Voltamos a Werner Baer e a incapacidade do setor público em fazer frente aos desequilíbrios fiscais da atualidade e endereçar tal problema de forma definitiva. Definitiva talvez seja uma palavra ilusória. Estrutural cabe melhor ao nosso propósito. Em seu último Relatório de Acompanhamento Fiscal, do dia 23 de maio passado, o Instituto Fiscal Independente (IFI) mostra a disparidade entre o resultado primário ‘convencional’ contra aquele estrutural, aquele que não contabiliza os eventos não-recorrentes. Em 2023, o déficit primário convencional foi de 2,4% contra 1,4% daquele calculado como estrutural, segundo o IFI. Em 2024, os resultados foram, respectivamente, de 0,4% e 1,7%. Em outras palavras, estaríamos falando de R$ 200 bilhões de déficit estrutural em 2024.
Nos últimos meses temos visto, o esforço do governo federal em buscar atingir o piso de 0,25% de déficit primário em 2025, em grande parte de forma atabalhoada, vazando uma notícia de contenção de gastos para só, então, anunciar uma nova rodada de elevação de tributos. O caso IOF é mesmo emblemático. Do almoço de terça-feira, 3 de junho, entre Lula, Haddad, Alcolumbre e Motta, mais uma rodada na busca do elixir fiscal. Agora com ingredientes de revisão de incentivos fiscais, contenção de gastos com BPC e retirada de pisos de educação e saúde, tudo isso por meio de mudança constitucional.

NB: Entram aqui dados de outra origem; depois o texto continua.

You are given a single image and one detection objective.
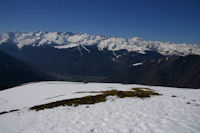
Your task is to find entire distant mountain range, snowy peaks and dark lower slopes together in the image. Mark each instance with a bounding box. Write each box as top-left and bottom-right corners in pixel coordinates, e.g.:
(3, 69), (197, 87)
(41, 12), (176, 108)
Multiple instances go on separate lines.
(0, 32), (200, 88)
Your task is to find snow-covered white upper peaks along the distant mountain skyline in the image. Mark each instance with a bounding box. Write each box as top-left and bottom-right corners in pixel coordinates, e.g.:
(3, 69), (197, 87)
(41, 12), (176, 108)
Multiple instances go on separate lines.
(0, 31), (200, 56)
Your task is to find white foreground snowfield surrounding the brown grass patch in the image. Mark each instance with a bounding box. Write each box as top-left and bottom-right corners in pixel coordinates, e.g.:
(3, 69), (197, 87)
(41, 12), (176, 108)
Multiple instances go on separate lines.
(0, 82), (200, 133)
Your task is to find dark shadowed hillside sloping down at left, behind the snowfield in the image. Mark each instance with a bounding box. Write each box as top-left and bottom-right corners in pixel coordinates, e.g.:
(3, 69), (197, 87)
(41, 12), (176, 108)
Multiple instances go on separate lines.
(0, 51), (53, 90)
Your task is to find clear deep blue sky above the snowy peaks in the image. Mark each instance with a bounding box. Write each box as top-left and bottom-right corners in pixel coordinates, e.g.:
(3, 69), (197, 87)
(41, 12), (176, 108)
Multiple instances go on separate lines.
(0, 0), (200, 44)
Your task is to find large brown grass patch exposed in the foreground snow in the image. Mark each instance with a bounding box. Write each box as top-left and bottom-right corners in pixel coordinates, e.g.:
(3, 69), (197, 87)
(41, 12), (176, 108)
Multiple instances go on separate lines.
(30, 88), (160, 111)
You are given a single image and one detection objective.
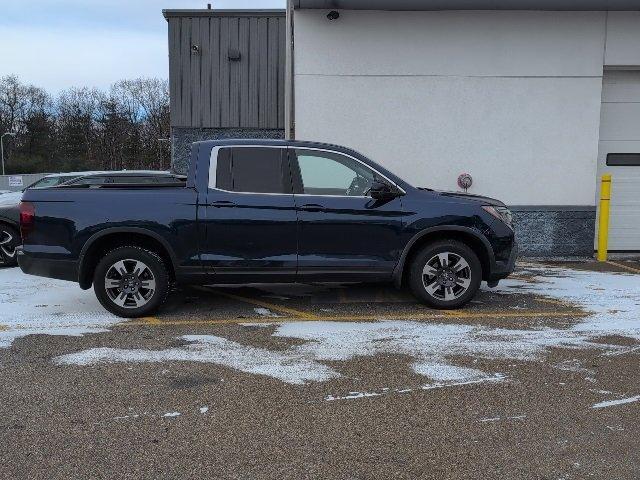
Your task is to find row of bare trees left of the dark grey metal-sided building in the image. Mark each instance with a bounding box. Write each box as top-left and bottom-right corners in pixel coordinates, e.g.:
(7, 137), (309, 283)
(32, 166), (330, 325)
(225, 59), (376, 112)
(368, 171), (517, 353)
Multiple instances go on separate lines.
(0, 76), (171, 173)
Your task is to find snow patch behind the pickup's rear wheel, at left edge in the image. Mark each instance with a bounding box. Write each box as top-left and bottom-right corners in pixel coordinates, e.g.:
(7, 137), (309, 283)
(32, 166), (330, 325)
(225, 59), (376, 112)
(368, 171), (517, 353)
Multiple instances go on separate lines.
(0, 268), (117, 348)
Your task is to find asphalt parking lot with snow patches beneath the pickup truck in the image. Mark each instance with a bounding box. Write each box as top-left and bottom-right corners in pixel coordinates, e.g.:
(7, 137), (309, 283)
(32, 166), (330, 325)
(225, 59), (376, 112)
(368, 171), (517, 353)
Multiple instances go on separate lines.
(0, 261), (640, 479)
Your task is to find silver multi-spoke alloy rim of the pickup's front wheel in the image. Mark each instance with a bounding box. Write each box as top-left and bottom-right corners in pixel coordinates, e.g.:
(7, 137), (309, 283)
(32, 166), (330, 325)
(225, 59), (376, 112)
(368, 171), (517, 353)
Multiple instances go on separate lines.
(422, 252), (471, 301)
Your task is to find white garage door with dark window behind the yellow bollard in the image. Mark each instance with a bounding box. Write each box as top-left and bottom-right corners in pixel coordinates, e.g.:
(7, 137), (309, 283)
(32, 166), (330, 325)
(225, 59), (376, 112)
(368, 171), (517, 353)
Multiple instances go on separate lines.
(598, 71), (640, 251)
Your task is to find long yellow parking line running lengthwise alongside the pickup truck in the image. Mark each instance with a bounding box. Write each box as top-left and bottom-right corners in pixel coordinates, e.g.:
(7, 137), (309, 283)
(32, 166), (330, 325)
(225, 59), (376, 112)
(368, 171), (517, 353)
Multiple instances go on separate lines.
(117, 311), (589, 327)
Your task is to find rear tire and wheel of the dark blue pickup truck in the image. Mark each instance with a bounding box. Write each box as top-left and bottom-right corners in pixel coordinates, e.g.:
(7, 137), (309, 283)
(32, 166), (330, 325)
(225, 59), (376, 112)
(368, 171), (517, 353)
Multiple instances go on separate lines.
(93, 246), (170, 318)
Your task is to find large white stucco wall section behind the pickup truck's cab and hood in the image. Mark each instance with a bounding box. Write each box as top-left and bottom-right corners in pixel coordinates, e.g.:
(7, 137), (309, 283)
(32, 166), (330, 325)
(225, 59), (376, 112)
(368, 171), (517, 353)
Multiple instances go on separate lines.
(294, 10), (608, 205)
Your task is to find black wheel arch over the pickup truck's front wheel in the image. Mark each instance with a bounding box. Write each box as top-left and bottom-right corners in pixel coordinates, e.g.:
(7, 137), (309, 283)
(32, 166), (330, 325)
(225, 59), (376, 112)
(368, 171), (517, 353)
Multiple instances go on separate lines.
(393, 225), (495, 287)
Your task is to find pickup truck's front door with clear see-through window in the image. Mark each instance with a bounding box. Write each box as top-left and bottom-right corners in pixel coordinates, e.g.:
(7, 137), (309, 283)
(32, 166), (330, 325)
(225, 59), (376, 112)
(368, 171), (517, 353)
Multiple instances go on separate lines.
(290, 148), (403, 281)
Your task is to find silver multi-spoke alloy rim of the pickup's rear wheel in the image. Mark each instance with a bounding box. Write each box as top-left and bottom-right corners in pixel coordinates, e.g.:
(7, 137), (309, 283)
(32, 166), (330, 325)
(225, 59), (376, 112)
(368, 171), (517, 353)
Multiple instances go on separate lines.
(104, 258), (156, 308)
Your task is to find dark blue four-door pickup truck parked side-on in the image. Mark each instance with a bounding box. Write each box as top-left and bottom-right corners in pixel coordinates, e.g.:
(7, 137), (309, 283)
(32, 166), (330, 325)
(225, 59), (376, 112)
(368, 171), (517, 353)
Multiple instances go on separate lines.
(18, 140), (517, 317)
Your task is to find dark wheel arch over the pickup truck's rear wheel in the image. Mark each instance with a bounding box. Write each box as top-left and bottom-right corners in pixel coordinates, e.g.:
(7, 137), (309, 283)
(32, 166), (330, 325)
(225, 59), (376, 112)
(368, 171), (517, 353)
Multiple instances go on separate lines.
(78, 227), (176, 290)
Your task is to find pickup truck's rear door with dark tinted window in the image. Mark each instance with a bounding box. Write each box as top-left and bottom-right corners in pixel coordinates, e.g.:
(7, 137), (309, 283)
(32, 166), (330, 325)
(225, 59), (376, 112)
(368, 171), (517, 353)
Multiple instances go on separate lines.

Não parece mesmo factível haver discussões mais estruturantes no quesito fiscal até o fim deste mandato de Lula. Caminharemos aos trancos e barrancos na busca por atender aos pisos de 0,25% de déficit primário, neste e no próximo ano. Para concluir com uma boa notícia: em 2026 inicia-se o processo de transição para a nova estrutura tributária sobre o consumo, que se concluirá em 2033, com a implementação definitiva do novo imposto sobre valor agregado dual, com o IBS e a CBS. Será um grande aprimoramento econômico, tema de uma futura coluna.
RICARDO MEIRELLES DE FARIA
Professor de macroeconomia e economia monetária da EAESP-FGV, editor do relatório Tendências do Varejo do FGVcev (Centro de Excelência do Varejo) e economista da Linus Galena Consultoria Econômica.